Putting It All Together: The Optimized Pipeline

class OptimizedRAG:
    def __init__(self, anthropic_key: str, voyage_key: str):
        self.vector_db = InMemoryVectorDB(api_key=voyage_key)
        self.llm = anthropic.Anthropic(api_key=anthropic_key)
        self.summary_index = None
    
    def initialize_with_summaries(self, documents):
        self.summary_index = create_summary_index(documents, self.llm)
        # Add summary embeddings to vector DB
        for item in self.summary_index:
            self.vector_db.add_documents([{
                "id": item["id"],
                "content": item["summary"]
            }])
    
    def answer_query(self, query: str) -> str:
        # Retrieve using summary index
        initial_chunks = self.vector_db.search(query, k=5)
        
        # Map back to original content
        original_chunks = []
        for chunk in initial_chunks:
            for item in self.summary_index:
                if item["id"] == chunk["id"]:
                    original_chunks.append({
                        "content": item["original_content"],
                        "id": item["id"]
                    })
                    break
        
        # Re-rank with Claude
        reranked = rerank_with_claude(query, original_chunks, self.llm)
        context = "\n\n".join([chunk["content"] for chunk in reranked[:3]])
        
        # Generate final answer
        prompt = f"""Based on the following context, answer the user's question.
        
        Context:
        {context}
        
        Question: {query}
        
        Answer:"""
        
        response = self.llm.messages.create(
            model="claude-3-sonnet-20241022",
            max_tokens=500,
            messages=[{"role": "user", "content": prompt}]
        )
        return response.content[0].text

Performance Comparison

Metric	Basic RAG	Summary Indexing	Summary + Re-Ranking
Avg Precision	0.43	0.43	0.44
Avg Recall	0.66	0.68	0.69
Avg F1 Score	0.52	0.53	0.54
Avg MRR	0.74	0.80	0.87
End-to-End Accuracy	71%	76%	81%

Best Practices for Production RAG

Evaluate retrieval and generation separately – This helps you identify where the bottleneck is
Use a diverse evaluation dataset – Include questions that require single-chunk, multi-chunk, and edge-case reasoning
Monitor MRR closely – It directly impacts how well Claude can use the retrieved context
Consider chunk overlap – Overlapping chunks can improve recall at the cost of more tokens
Test with different embedding models – Voyage AI, OpenAI, and Cohere all offer strong options

Key Takeaways

Start simple, then optimize: A basic RAG pipeline works for many use cases.
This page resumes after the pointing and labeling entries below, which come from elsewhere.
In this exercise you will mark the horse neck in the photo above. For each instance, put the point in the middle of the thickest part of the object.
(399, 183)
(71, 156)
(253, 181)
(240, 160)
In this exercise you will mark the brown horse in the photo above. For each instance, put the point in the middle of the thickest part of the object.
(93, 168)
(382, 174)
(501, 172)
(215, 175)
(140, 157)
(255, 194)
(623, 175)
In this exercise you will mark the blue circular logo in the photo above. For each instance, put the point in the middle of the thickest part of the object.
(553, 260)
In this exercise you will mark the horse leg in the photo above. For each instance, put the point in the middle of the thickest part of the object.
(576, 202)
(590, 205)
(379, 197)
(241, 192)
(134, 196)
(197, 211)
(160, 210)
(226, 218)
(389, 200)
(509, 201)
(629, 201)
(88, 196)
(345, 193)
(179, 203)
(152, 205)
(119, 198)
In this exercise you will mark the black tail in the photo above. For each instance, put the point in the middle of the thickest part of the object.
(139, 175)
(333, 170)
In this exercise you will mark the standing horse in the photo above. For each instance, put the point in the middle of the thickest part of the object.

Add complexity (summary indexing, re-ranking) only when metrics show room for improvement.
Measure what matters: Separate retrieval metrics (precision, recall, F1, MRR) from end-to-end accuracy. This pinpoints whether the issue is retrieval or generation.
Re-ranking with Claude significantly improves MRR: From 0.74 to 0.87 in our tests, ensuring the most relevant context appears first in Claude's context window.
Summary indexing boosts recall: By capturing broader document context, you retrieve more relevant information even when exact query terms are missing.
Production RAG requires continuous evaluation: Your evaluation dataset should evolve with your use case, and metrics should be tracked over time to catch regressions.